La última encuesta que he leído, hoy en The Washington Post, cuenta que Bush mantiene su ventaja sobre Kerry, a pesar de que el presidente obtiene notas negativas en varios apartados. Entre los votantes probables, un 51% dice que votará a Bush y un 45% lo hará por Kerry. La diferencia se ha reducido en las últimas semanas: era de nueve puntos en el sondeo que se hizo tras la convención republicana.

Puede que no se sientan nada cómodos con las ideas políticas de Bush, pero algunos votantes están dispuestos a votarle, porque no confían lo suficiente en Kerry. Por desgracia para los amantes de las soluciones fáciles, se debe a una suma de factores diferentes. Aquí intervienen los errores de la campaña de Kerry y la estrategia de la campaña de Bush, que se dedica a martillear sin descanso a los votantes sobre la presunta debilidad e inconsistencia del candidato demócrata:

Bush's relentless attacks on Kerry have badly damaged the Democratic nominee, the survey and interviews showed. Voters routinely describe Kerry as wishy-washy, as a flip-flopper and as a candidate they are not sure they can trust, almost as if they are reading from Bush campaign ad scripts. But Kerry's problems are also partly of his own making. Despite repeated efforts to flesh out his proposals on Iraq, terrorism and other issues, he has yet to break through to undecided voters as someone who has clear plans for fixing the country's biggest problems.

Bush remains a polarizing figure, strongly admired by his supporters and despised by partisans on the left. Some swing voters who disagree with his policies nonetheless see him as a confident leader and express reluctance to vote him out of office in the middle of the struggle against terrorism, unless Kerry convinces them that he can do a better job.


Al igual que hace cuatro años, Bush tiene una muy clara ventaja entre los hombres (53% a 41%). Lo novedoso es que el sondeo también le coloca por delante en el voto de las mujeres (49% a 46%). El factor Beslán. En el 2000, Al Gore ganó el voto femenino con una diferencia de once puntos sobre su rival.

La cultura del miedo no es una excepción en las campañas políticas de EEUU. Se puede comprobar en una iniciativa que ha puesto en marcha la web del American Museum of the Moving Image.

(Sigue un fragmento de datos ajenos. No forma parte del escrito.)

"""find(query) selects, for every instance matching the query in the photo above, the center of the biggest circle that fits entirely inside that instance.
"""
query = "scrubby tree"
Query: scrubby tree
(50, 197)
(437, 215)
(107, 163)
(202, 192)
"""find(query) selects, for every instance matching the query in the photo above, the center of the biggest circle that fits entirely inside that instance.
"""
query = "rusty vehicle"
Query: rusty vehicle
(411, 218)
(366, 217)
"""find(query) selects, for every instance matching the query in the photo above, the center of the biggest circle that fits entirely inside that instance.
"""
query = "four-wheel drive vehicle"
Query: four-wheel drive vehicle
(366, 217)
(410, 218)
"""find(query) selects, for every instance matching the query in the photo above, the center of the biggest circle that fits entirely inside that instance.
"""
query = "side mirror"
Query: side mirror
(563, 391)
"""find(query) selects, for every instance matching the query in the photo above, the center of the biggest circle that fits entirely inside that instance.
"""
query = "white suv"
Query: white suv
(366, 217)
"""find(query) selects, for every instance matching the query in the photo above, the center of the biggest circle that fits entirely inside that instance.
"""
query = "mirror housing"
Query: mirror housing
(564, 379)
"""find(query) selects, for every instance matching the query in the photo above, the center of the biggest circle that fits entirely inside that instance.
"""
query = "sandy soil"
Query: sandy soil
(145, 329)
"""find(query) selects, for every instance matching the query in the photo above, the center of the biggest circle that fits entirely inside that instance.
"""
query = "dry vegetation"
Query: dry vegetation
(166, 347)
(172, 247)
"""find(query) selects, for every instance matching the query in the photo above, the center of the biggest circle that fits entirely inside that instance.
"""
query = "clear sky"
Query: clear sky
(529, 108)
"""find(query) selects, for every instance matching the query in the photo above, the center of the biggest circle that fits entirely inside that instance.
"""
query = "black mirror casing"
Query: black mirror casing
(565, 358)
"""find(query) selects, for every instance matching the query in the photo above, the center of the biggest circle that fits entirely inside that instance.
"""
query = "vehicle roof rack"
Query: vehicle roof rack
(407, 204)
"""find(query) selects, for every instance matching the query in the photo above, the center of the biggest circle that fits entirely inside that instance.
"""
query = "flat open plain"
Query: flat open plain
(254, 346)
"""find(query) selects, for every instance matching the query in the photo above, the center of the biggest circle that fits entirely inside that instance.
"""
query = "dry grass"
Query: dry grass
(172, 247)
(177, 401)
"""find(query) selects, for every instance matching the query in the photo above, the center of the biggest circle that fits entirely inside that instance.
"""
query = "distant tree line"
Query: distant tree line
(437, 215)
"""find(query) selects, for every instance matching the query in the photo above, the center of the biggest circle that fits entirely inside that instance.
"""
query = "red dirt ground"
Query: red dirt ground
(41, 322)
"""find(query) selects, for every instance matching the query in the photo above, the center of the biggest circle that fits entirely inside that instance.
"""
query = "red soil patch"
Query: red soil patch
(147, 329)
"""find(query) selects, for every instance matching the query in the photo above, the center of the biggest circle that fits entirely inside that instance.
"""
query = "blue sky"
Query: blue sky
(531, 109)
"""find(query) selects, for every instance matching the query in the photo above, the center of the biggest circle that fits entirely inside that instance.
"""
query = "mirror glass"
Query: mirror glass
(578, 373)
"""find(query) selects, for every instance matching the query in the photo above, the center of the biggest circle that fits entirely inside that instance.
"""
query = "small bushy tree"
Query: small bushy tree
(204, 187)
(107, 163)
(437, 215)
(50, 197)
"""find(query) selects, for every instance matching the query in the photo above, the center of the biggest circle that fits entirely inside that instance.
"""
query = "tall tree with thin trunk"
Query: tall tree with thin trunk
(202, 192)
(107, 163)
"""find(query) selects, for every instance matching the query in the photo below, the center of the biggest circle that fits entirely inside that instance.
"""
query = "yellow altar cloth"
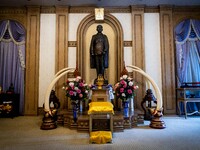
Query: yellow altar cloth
(100, 107)
(100, 137)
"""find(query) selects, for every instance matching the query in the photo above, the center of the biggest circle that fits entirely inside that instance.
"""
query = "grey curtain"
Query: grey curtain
(12, 57)
(187, 36)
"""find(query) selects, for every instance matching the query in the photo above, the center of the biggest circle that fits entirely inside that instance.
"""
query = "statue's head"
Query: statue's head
(99, 28)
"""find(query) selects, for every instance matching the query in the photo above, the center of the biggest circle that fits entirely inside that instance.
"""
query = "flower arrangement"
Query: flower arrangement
(125, 88)
(76, 89)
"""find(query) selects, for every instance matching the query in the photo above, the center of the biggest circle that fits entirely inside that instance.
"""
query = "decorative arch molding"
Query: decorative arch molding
(81, 32)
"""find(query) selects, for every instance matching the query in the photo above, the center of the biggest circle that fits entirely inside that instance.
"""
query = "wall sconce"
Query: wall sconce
(99, 14)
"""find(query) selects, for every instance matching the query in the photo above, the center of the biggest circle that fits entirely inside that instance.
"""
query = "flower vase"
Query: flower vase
(126, 108)
(75, 116)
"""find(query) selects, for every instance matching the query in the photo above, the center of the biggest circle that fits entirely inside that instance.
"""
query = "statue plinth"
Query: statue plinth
(100, 82)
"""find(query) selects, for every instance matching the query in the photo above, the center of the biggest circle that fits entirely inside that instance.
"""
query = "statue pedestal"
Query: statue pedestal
(99, 95)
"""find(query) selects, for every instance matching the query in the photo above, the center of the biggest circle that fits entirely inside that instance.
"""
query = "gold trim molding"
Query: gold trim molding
(12, 10)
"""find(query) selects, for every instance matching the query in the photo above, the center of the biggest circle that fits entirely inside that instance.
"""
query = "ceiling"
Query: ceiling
(99, 3)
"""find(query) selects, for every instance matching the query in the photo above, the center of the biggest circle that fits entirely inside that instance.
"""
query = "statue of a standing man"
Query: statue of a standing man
(99, 51)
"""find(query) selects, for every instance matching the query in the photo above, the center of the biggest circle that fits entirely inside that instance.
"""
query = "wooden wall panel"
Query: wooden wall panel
(32, 61)
(138, 50)
(167, 60)
(61, 49)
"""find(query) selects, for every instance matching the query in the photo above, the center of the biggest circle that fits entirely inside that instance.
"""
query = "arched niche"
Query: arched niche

Se llama The Living Room Candidate y permite ver la mayoría de los anuncios electorales emitidos en EEUU desde las elecciones de 1952, cuando ganó Eisenhower, hasta las actuales del 2004.

La lista incluye un clásico de la guerra fría: el anuncio de la campaña de Johnson, en 1964. El rival era Barry Goldwater, el candidato de la derecha más radical que no descartaba el uso de armas nucleares en la guerra de Vietnam. En el anuncio, una niña deshoja una margarita. Con el último pétalo, la imagen de la niña queda congelada y la cámara hace un rápido zoom sobre su ojo derecho. Es un fundido a negro que se convierte, un segundo después, en la explosión de una bomba nuclear. Aparece la voz de Lyndon Johnson:

JOHNSON: Estos son los riesgos: construir un mundo en el que puedan vivir todos los hijos de Dios o entrar en la oscuridad. Debemos amarnos o debemos morir.

VOZ EN OFF: Vote al presidente Johnson el 3 de noviembre. El riesgo es muy alto como para quedarse en casa.

El miedo es el combustible más empleado en las campañas electorales de EEUU. Y lo es, porque funciona.